The Steelers’ offense had poor field position many times during the game, starting six possessions at their 20 or worse, but the club’s defense was stout throughout. The Steelers held Atlanta to 297 total yards and just 58 on the ground with Michael Turner averaging 2.2 yards per carry.
“I thought our defense played well all day,” Steelers inside linebacker James Farrior said. “We held them to three field goals and gave the offense the ball in overtime with a chance to win the game. We gave them two chances.”
Farrior referred to late in regulation when safety Troy Polamalu read the play perfectly, stepped in front of Roddy White, picked off Matt Ryan’s pass and amazingly stayed inbounds. That gave the Steelers the ball at the Atlanta 30. After three plays netted nine yards, Jeff Reed missed a 40-yard field goal to send the game into overtime.
“It was a called defense, the right call, but Troy made the play,” Steelers defensive coordinator Dick LeBeau said. “It was Troy making the call work. … It was a great play, a great individual play. We gave them something different to see. It’s one thing to talk about it, but it was all Troy. He went out and made a big play.”
In overtime, Atlanta got the ball first and was set back on its 9 due to a holding call. The Falcons got just one first down before the Steelers forced a punt.
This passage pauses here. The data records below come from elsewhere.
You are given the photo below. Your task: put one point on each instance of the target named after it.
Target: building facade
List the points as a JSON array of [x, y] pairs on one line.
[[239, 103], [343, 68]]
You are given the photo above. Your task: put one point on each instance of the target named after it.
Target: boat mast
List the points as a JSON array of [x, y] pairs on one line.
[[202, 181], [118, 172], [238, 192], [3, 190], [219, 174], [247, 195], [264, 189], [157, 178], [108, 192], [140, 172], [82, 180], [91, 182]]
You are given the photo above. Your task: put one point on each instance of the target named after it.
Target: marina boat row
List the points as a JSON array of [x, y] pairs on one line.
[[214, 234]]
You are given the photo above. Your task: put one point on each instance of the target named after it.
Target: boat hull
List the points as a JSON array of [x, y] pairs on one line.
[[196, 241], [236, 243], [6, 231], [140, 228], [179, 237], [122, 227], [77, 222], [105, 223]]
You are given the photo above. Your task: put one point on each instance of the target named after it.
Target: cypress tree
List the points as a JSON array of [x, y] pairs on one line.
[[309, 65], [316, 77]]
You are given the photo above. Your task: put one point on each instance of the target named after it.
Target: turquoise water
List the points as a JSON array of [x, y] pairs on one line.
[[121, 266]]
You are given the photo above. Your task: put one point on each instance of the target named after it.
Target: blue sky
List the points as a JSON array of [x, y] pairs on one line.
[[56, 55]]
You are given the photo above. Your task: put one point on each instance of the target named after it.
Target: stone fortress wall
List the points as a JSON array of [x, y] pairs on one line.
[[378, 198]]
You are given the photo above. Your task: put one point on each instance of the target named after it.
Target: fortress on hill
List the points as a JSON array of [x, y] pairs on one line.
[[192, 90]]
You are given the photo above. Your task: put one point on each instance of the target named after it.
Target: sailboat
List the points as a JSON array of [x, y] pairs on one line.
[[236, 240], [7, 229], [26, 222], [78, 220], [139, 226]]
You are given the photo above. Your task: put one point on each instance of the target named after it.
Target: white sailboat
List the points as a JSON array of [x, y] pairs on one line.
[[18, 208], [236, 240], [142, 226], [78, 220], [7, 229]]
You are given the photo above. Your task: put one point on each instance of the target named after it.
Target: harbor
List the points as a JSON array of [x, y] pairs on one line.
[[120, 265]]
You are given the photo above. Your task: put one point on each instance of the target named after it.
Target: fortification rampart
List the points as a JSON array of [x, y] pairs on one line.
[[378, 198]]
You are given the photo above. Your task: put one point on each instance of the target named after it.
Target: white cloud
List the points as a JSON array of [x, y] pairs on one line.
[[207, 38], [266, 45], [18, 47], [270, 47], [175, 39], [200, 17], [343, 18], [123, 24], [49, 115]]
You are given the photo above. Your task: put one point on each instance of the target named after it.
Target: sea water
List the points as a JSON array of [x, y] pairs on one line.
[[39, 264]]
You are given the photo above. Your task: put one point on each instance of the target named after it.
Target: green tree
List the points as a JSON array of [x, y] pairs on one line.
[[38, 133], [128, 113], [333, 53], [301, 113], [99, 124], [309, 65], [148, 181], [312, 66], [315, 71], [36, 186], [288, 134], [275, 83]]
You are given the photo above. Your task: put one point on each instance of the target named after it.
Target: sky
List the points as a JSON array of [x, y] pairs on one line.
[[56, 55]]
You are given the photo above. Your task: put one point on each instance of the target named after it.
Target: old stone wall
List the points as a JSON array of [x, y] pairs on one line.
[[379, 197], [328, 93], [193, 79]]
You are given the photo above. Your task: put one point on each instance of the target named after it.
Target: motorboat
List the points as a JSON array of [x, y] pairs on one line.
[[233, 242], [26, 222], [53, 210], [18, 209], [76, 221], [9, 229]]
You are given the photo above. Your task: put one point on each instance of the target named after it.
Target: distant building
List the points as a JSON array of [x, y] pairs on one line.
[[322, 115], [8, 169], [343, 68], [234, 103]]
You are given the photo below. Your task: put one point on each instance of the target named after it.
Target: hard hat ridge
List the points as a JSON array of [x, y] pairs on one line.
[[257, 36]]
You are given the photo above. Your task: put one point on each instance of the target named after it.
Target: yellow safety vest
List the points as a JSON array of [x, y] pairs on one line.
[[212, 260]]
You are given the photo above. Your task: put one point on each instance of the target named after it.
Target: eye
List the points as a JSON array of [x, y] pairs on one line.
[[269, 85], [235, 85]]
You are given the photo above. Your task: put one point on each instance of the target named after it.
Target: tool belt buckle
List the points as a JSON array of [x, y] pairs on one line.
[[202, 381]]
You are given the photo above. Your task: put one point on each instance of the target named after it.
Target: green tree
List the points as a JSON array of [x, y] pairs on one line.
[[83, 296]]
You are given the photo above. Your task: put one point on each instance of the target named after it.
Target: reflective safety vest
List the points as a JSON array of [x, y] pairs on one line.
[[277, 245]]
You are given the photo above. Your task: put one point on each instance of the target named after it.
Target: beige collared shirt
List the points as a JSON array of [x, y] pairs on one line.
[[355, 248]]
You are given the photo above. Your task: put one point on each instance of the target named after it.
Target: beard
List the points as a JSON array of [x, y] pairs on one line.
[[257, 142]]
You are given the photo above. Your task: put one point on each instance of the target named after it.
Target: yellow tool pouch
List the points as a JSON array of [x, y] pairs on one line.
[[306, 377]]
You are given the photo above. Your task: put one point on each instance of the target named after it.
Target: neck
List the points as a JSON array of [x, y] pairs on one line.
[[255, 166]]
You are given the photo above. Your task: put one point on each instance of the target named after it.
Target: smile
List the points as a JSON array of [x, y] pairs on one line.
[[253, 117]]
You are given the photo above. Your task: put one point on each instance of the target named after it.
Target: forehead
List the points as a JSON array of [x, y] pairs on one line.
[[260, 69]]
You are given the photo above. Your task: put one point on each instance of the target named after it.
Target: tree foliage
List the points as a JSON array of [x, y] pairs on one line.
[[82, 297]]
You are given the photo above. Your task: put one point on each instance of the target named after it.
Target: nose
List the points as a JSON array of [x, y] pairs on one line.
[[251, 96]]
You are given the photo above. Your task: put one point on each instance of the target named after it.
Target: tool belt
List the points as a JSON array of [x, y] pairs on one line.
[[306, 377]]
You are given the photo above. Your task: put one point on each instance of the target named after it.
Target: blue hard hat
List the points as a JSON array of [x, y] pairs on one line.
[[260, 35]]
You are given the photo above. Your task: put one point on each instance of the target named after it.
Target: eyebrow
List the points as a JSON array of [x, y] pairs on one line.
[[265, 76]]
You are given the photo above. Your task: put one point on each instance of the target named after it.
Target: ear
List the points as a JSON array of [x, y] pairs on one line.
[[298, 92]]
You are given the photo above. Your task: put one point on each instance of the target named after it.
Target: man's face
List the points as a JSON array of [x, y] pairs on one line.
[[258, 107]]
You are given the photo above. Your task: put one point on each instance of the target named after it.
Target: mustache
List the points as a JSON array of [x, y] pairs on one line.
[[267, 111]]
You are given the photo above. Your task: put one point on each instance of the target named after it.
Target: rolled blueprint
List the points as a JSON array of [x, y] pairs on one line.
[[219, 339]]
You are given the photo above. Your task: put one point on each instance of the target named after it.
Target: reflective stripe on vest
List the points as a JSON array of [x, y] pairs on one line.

“That was a big-time defensive stop, and we definitely had a great start today,” Farrior said. “We held them to three field goals in key situations, and that was crucial to our win today.”
Steelers defensive end Brett Keisel agreed.
“I think we did real good, overall, especially playing against a guy like Michael Turner,” Keisel said. “(But) teams are going to test us, because we’re old and washed-up. So, teams are going to test us to see if we can play.
“(But) it felt good to keep them out of the end zone. We’re happy with the start, but we’re not patting ourselves on the back too much. We have to go out and play this way every week.”
Especially if the offense is as conservative as it was against the Falcons.
“It felt good,” Dixon said. “Going to overtime, I got some deja’ vu after last year in Baltimore, but I wanted to just mentally focus and get into field-goal range. Obviously, we wanted the game to be over (in regulation).
“But overtime gave us an opportunity to go out there and play again. Obviously, we seized the moment. The defense did what they needed to do, and we did, too. … I like I was a little too excited in the first half, but I’m happy just to have a guy like Hines Ward to talk to and throw to when I need it.
“Obviously, I didn’t have a short leash out there,” Dixon added. “Mike Tomlin harped on that all week. The entire playbook was in there today, and I just wanted to execute. Everything’s not always going to go my way, and I can’t try to do everything myself. It had to be a total team effort, and it was today.”
With the Steelers defense giving the team the best chance to win.